Burnout and sustainability

  • Armstrong experiences burnout every couple of years and has learned to delegate, hire people better than him at certain tasks, and let go of ego.
    • He schedules four week-long vacations a year in advance because there’s never a natural good time. He typically sleeps in, goes to the gym, has brunch, does one hike, and spends the rest of the time reading, calling people, and thinking about the future.
    • He believes building a company should be hard enough to be fulfilling, like a video game where every level is challenging.

Proof of work and leaving a trail

  • Armstrong values proof of work, both quantitatively (revenue numbers, growth graphs) and anecdotally (stories of people sending money home without paying 10% fees).
    • He believes in leaving a trail of remarkable moments that are self-evident, whether through iconic product launches or stories of teams rising to impossible challenges.

Bitcoin, stablecoins, and the future

  • Armstrong sees the financial system being updated in real time onto crypto rails.
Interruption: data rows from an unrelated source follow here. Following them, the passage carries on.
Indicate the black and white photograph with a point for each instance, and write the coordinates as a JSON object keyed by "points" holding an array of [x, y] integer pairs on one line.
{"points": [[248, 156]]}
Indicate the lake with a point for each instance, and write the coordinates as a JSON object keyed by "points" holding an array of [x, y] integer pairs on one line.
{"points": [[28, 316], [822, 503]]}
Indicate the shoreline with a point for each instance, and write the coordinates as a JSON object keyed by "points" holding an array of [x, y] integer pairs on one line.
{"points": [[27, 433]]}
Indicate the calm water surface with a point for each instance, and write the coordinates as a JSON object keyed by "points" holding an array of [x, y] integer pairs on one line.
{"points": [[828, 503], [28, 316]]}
His three current priorities are: (1) the “everything exchange” where all asset classes trade on-chain 24/7, (2) stablecoin payments that are instant and cost less than one cent, and (3) self-custodial wallets and DeFi to get a billion people on-chain.
    • He views Bitcoin as the new gold standard, a check and balance on fiscal discipline. If the US maintains low inflation and deficit spending, the dollar thrives; if not, Bitcoin serves as the provably scarce, decentralized alternative.
    • Long-term, he envisions special economic zones and even crypto cities where governance, land rights, and the entire economy run on blockchain, creating sandboxes for innovation in biotech, energy, drones, and more.

Personal philosophy and vices

  • Armstrong channels his addictive personality into business, which gives him the same resource-collection and civilization-building satisfaction as games like Civilization and Starcraft.
    • He believes people are born with predispositions to different addictions, and that some are lucky enough to have ones that produce value in society.
    • He is highly disciplined in work mode, wearing the same thing every day, keeping consistent routines, and optimizing meals and exercise, but loosens up on weekends and vacations.
    • He never leaves a meeting without clear next steps: who is doing what by when, written down and reviewed on screen before the room disperses.